A markup language combines text and extra information about the text. The extra information, for example about the text's structure or presentation, is expressed using markup, which is intermingled with the primary text. The best-known markup language is in modern use is HTML (Hypertext Markup Language), one of the foundations of the World Wide Web. Historically, markup was (and is) used in the publishing industry in the communication of printed work between authors, editors, and printers.
Classes of markup languages
Markup languages are often divided into three classes: presentational, procedural, and descriptive.
Presentational markup describes the visual appearance of the whole text of of a particular fragment. For example, in a Word processor file, the title of a document might have associated markup asserting that the text is centered, in bold-face, and a larger typeface. Virtually all word-processing and Desktop Publishing products support presentational markup; in normal operation it is hidden from the user to produce the "WYSIWYG" effect.

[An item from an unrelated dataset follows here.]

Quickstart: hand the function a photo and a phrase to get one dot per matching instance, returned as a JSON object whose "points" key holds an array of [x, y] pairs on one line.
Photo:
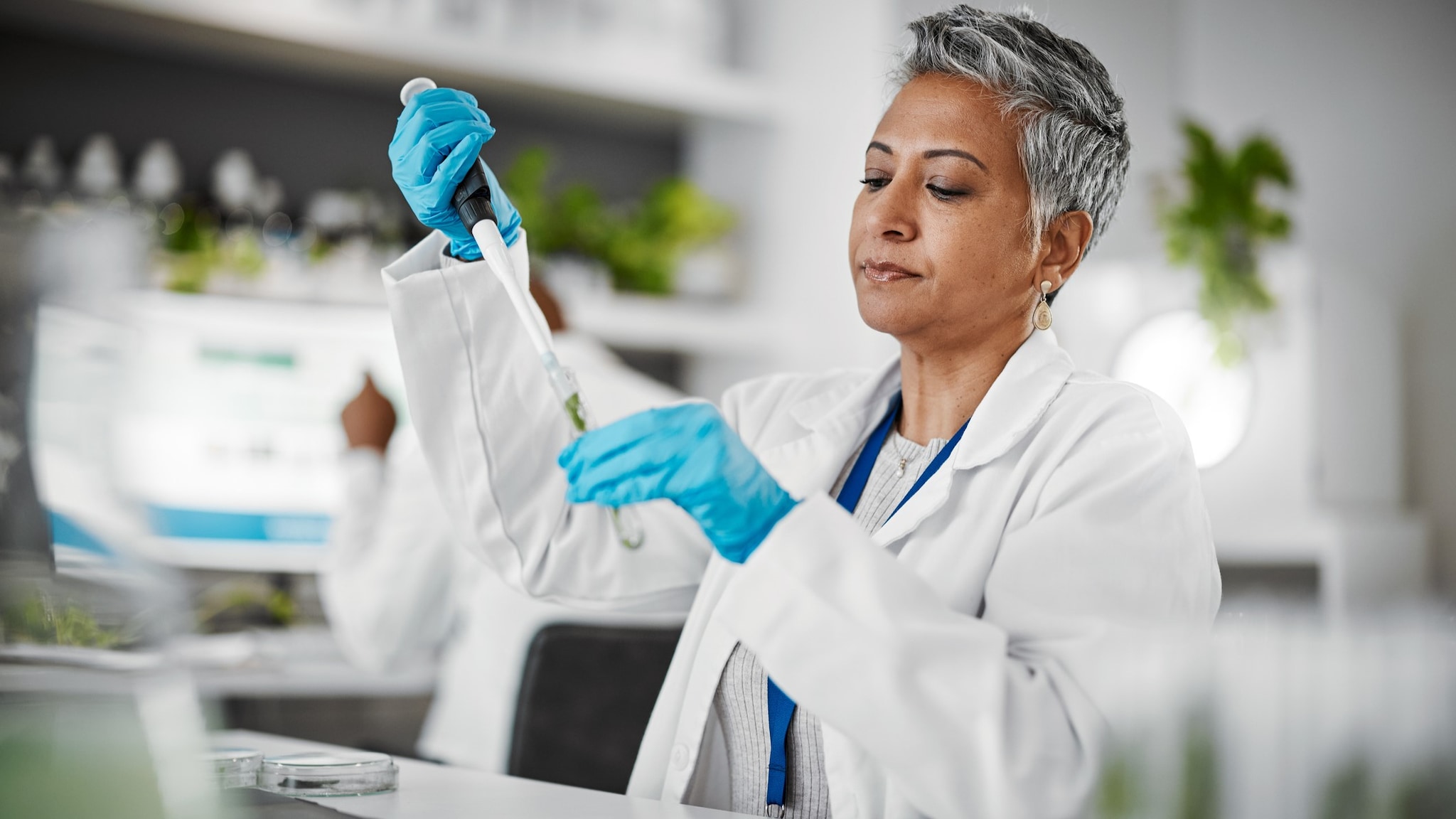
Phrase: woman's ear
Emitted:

Procedural markup is typically also concerned with the presentation of text, but is usually visible to the user editing the text file, and is expected to be interpreted by software in the order in which it appears. To format a title, a succession of formatting directives would be inserted into the file immediately before the title's text, instructing software to switch into centered display mode, then enlarge and embolden the typeface. The title text would be followed by directives to reverse these effects. In most cases, the procedural markup capabilities comprise a Turing-Complete programming language. Examples of procedural-markup systems include nroff, troff, TeX, and PostScript. Procedural markup has been widely used in professional publishing applications.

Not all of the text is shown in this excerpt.